CHARLES CURTIS, cello
performs works by Alison Knowles, Alvin Lucier, Eliane Radigue, Tashi Wada, and Christian Wolf
ABOUT THE EVENT
An internationally acclaimed cellist of new and experimental music, Charles Curtis has woven a unique career through the worlds of classical performance and musical experimentation, with a special emphasis on the interpretation of the post-John Cage American avant-garde. He has worked extensively with pioneers of new music including Christian Wolff, Alvin Lucier and Éliane Radigue, whose works he performs in an intimate solo concert kicking off Bowerbird's GATE series.
ABOUT THE PROGRAM
Eliane Radigue: Occam V (2013)
A new work for solo cello, part of the ongoing series "Occam River." A particular idea from "Naldjorlak I" is here focussed on exclusively, without the large-form development of the latter. An open string and its adjacent unisons and octaves are exhaustively investigated as a terrain of constantly varying resonance. "Occam V" was developed collaboratively by Éliane Radigue and Charles Curtis between January 2012 in Berlin and July 2013 in Clans, France. Approximately 15 minutes in duration.
Tashi Wada: Untitled (2013)
A work of variable length - up to 40 minutes - in which Tashi Wada manipulates, in performance, a recording of Charles Curtis played back on a specially-modified Teac 4-track reel-to-reel deck, while Curtis performs related material.
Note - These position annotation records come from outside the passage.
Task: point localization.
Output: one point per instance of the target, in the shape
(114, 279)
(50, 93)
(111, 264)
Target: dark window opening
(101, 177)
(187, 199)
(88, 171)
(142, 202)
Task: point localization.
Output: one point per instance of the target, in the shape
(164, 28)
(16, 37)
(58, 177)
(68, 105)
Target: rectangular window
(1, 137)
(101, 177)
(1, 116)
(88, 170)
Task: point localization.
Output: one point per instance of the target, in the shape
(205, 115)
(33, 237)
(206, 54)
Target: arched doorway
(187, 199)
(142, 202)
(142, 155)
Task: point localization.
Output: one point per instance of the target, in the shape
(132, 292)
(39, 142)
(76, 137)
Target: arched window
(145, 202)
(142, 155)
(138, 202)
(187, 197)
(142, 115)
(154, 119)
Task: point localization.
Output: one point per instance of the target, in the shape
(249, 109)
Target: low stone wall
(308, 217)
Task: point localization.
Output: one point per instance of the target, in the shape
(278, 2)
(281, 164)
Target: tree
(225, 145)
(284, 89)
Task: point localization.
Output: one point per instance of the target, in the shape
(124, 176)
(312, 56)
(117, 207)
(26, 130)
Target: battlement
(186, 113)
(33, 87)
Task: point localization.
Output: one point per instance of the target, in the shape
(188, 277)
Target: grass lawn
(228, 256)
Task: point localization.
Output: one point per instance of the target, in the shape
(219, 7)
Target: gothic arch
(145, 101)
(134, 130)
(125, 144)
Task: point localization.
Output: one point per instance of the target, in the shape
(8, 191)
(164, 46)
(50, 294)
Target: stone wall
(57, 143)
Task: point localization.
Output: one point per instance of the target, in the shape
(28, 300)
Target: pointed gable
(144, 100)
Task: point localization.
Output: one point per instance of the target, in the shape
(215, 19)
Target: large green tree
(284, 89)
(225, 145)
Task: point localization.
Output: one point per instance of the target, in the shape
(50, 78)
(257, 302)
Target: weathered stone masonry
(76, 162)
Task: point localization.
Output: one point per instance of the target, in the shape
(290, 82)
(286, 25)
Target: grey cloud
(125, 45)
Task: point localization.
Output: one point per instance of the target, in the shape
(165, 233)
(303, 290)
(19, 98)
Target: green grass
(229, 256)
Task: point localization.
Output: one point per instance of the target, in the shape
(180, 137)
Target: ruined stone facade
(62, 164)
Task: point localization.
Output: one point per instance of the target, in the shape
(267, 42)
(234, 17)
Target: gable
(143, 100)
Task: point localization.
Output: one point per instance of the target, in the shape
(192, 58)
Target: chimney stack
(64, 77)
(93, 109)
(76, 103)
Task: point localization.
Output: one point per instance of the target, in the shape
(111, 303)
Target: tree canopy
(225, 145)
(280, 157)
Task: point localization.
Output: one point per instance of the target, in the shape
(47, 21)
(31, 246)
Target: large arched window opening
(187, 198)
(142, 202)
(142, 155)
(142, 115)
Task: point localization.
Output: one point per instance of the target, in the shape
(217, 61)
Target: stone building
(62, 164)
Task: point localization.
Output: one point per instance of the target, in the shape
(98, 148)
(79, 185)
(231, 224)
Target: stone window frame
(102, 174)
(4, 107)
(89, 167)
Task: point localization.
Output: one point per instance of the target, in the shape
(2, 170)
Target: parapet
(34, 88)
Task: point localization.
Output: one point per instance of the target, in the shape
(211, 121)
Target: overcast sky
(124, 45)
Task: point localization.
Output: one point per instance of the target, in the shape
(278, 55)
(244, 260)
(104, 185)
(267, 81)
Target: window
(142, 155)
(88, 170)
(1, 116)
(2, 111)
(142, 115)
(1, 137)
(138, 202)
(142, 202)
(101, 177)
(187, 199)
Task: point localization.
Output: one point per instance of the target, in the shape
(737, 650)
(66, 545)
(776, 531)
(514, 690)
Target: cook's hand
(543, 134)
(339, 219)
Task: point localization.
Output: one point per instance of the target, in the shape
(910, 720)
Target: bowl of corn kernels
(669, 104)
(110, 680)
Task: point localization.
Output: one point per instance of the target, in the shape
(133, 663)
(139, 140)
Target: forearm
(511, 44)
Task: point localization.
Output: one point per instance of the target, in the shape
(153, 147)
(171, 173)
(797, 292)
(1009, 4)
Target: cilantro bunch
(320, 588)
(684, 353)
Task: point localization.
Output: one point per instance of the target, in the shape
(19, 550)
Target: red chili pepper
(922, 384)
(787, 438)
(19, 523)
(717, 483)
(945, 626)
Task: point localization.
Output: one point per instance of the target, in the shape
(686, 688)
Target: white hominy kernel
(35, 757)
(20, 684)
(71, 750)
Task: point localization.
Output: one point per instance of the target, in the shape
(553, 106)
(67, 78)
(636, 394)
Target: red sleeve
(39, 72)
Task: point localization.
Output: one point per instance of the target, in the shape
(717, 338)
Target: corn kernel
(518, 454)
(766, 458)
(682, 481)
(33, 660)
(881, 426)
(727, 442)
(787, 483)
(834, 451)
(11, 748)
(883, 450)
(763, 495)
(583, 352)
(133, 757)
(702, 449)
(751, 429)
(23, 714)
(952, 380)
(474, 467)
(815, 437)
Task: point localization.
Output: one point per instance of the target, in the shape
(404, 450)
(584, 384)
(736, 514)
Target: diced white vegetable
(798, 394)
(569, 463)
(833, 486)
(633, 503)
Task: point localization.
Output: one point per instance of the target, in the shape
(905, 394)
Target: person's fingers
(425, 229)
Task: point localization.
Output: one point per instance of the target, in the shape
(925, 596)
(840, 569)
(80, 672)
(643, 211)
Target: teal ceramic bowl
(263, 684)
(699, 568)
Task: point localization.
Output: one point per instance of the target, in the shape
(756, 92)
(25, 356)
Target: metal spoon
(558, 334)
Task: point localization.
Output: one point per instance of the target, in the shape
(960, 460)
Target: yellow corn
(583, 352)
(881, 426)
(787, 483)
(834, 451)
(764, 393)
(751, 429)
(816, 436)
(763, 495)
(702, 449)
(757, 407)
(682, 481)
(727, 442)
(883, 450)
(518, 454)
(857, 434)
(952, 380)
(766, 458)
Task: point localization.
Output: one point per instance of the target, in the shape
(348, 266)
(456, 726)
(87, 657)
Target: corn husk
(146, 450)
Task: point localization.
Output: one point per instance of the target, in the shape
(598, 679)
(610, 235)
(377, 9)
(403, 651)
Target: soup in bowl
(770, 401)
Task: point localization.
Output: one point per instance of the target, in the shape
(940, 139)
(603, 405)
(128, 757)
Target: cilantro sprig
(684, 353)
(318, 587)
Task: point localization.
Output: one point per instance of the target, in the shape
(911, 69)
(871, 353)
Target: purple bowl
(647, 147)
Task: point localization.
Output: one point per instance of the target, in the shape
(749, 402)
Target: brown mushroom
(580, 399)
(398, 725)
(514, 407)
The space of the recording and the space of the performance are superimposed in such a way that acoustical differences stand out but also interchange in ambiguous ways.
Christian Wolff: One Cellist (2013)
A very recent work (completed in May 2013) of about eight minutes duration, much of it a kind of two-part polyphony for a single instrument. Very fast material alternates with nearly static moments; sometimes a clear variation process is evident.
Wolff writes: "One Cellist" was made for Charles Curtis. It pushes - perhaps rather far, the furthest so far - my current way of working with fragments - about 25 of them here, variously derived - from simple gestures (bits of a tune, e.g. from a Shaker song, a children's song, parts of scales). Â Occasionally these fragments are interwoven with each other, but mostly they are just there, one after another. The music is presented in such a way that the performer may choose various ways of realizing it.
Alvin Lucier: Slices for Cello and Pre-Recorded Orchestra (2011)
53 orchestral instruments sustain a 53-note tone cluster in pre-recorded loops. The solo cello plays through the cluster melodically, eliminating with each played note the orchestral instrument sustaining that note, until the cluster is erased. In a new melodic ordering, the solo cello brings the corresponding sustaining instrument with each new tone until the cluster is re-inscribed; this alternating process of erasing and re-inscribing the cluster is repeated seven times. The soloist controls the pacing by activating a Supercollider patch via foot pedal. The duration is about 25 minutes.
Alison Knowles: Rice and Beans for Charles Curtis (2010)
Knowles made a graphic score of hand made rice paper with lentils, bits of string and cloth worked into it. In performance, Curtis explores the natural resonance of the cello by working through the entire corpus of the instrument in a way analogous to the process suggested by the making of the score. The duration is variable, between 10 and 20 minutes.